'Coletes amarelos' decididos a manter protestos, apesar de pedidos de calma

Os "coletes amarelos" pareciam determinados a voltar às ruas no sábado (15) na França, para o quinto sábado de protestos, apesar das advertências do governo, que teme novos distúrbios e o impacto das manifestações na economia.

Este movimento de franceses mobilizados a favor de uma justiça social e contra a política do governo, convocou para sábado novos protestos na capital francesa e em outras cidades do país.

E isto apesar dos anúncios de segunda-feira do presidente Emmanuel Macron - que incluem um aumento em cem euros do salário mínimo - e os chamados a suspender as manifestações em um contexto de ameaça terrorista, reativado pelo atentado de Estrasburgo, que deixou quatro mortos na terça-feira, segundo o último balanço.

Nesta sexta-feira (14), o presidente Emmanuel Macron declarou que a França "precisa retornar ao seu funcionamento normal".

"Nosso país precisa de calma, de ordem", afirmou Macron em Bruxelas, onde participa da cúpula da União Europeia.

"Respondi" às demandas dos "coletes amarelos", disse o chefe de Estado francês ao final do encontro. "O diálogo (...) não se faz com ocupação do espaço público e violência", acrescentou.

Mas seus apelos podem não ser suficientes para desativar esta crise que sacode o país há um mês.

"Não é o momento de se render, devemos continuar!", exortou na quinta-feira um dos iniciadores do movimento, Eric Drouet, em um vídeo no Facebook. "O que Macron fez na segunda-feira nos faz querer continuar, porque ele começou a ceder e vindo dele é incomum".

No Facebook, principal canal de mobilização desse movimento descentralizado, milhares de pessoas responderam aos apelos para se manifestarem pelo quinto sábado consecutivo.

"O terrorista foi morto, já não há qualquer obstáculo para se manifestar. Coletes amarelos unidos no sábado!", dizia uma mensagem em um dos grupos do movimento na rede social. O autor do ataque ao mercado de Natal de Estrasburgo (nordeste), Chérif Chekatt, foi morto pela polícia na quinta-feira à noite.
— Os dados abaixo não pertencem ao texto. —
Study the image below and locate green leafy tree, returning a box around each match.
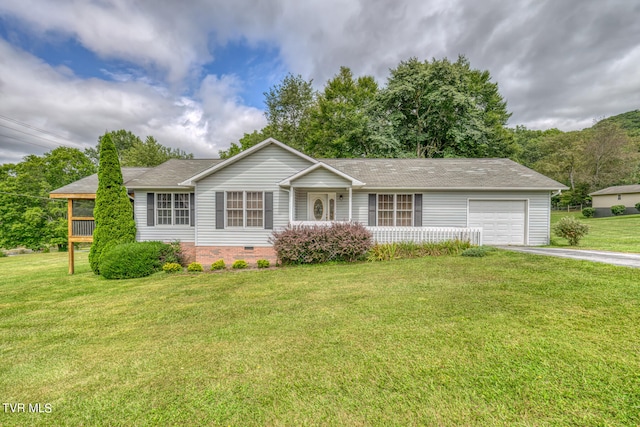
[0,147,95,249]
[218,130,272,159]
[120,136,193,167]
[380,56,514,157]
[264,74,315,151]
[89,133,136,274]
[84,129,142,165]
[307,67,399,157]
No entanto, após quatro sábados de protestos, dos quais três derivaram para violência com barricadas e saques, alguns são a favor de uma trégua.
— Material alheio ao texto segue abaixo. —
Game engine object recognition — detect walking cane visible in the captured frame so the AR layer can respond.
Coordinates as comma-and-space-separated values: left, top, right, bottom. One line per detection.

A associação Robin des Bus, que levou em seus ônibus "coletes amarelos" do norte da França até Paris, cancelou as viagens programadas para o sábado. É um sinal de que os manifestantes "não têm intenção de ir a Paris", disse seu presidente, Thibault Vayron, à AFP.
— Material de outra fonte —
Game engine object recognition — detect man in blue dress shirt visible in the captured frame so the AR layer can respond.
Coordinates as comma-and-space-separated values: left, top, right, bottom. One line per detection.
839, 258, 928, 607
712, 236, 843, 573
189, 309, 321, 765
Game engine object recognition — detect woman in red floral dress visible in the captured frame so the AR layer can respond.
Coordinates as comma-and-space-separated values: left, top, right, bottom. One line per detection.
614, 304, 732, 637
"Chegou o momento do diálogo", disseram os autodenominados "coletes amarelos livres".

 

 

 

Após o ataque em Estrasburgo, várias vozes se levantaram para exigir que os protestos cessassem.

No último sábado, 136 mil pessoas se manifestaram em toda a França, segundo dados do Ministério do Interior. Esse dia resultou em um número recorde de prisões (cerca de 2.000), mais de 320 feridos e danos materiais em várias cidades, como Paris, Bordeaux e Toulouse (sudoeste).

"Eu preferiria que as forças de segurança fizessem seu verdadeiro trabalho, isto é, perseguir os criminosos e diminuir o risco de terrorismo em vez de ficar nos piquetes em rotatórias", declarou nesta sexta o ministro do Interior, Christophe Castaner.

Além disso, uma figura do partido conservador, Xavier Bertrand, expressou preocupação com "novas cenas de violência". "Toda vez que os 'coletes amarelos' querem se manifestar, outros vêm atrás deles (...) e destroem tudo".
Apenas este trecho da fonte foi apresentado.